Monday, January 13, 2014

Mailbox zen for beginners

Why I never check my mailbox on Saturday.

The humble mailbox at the house, down the driveway, at the nearest intersection, is a gateway to the world. It is the physical location where many things and events enter our private world and generate the whole gamut of feelings from effervescent joy to dark anger.

The Christmas cards, birthday greetings, letters bearing bad family news, demands for money, even death and destruction, the mailbox silently accepts them.

It took the blogster a decade or so to drop one of the traditional mailbox routines: check the mailbox every day Monday through Saturday.

No more Saturday mailbox checks for the blogster.

Saturday mail, like the rest of the week's, can be good news or bad news, or junk mail. Forget the junk mail. Good news are cool, now what about bad news?

To a person with a deep sense of doing the right thing and fixing problems as soon as they pop up, bad news mail on Saturday can be a health hazard. And I am not talking about the Unabomber's letter bombs at all.

Take an incorrect payment demand with a penalty for example.

You find it in the mailbox on Saturday morning and read it, unaware of what's in store.

Contact phone numbers and an email address are good for exactly one thing on a Saturday and on Sunday: nothing.

If you receive a government nastygram on Saturday, you know full well nobody is there to take your call, to fix the problem or to insult you for daring to call them at work.

If it is from a company, even one that has stores open 24/7, you would do well to remember that accountants generally do not work on the weekend either.

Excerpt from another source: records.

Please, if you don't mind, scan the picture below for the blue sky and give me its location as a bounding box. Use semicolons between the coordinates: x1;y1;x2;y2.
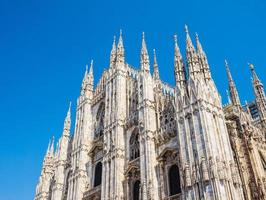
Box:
0;0;266;200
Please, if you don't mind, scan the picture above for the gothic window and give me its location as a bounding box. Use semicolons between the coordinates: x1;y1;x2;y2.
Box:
63;172;70;200
259;152;266;171
95;103;105;138
168;165;181;196
160;101;176;137
94;162;102;187
133;180;140;200
129;129;139;160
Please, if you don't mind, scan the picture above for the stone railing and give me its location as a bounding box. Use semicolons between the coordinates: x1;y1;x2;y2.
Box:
164;193;181;200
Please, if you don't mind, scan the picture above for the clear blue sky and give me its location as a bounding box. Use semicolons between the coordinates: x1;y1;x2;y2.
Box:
0;0;266;200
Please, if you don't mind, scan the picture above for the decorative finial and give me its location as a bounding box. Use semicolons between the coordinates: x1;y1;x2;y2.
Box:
185;24;188;34
248;63;254;71
153;49;157;65
89;60;93;75
174;34;177;45
85;64;89;74
224;59;228;67
68;101;72;112
195;32;199;40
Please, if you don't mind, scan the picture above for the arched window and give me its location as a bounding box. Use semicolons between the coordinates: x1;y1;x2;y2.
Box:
133;180;140;200
94;162;102;187
168;165;181;196
129;129;139;160
259;152;266;171
95;103;105;138
62;171;71;200
160;101;177;137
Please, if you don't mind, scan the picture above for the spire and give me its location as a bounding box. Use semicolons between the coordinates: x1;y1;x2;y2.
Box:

So, ignore the mailbox on Saturday, and over time you will feel wonderful, really.

The blogster is well aware that the trend goes in exactly the opposite direction, at least in the U.S., with Amazon gunning for Sunday delivery of stuff.

Me, I will continue to practice mailbox zen on Saturday.

[Update 8/23/2017] There is such a thing as mail phobia, ZEIT ONLINE says in an article today. It describes a perfectly normal person hiding her mail, wishing it would go away.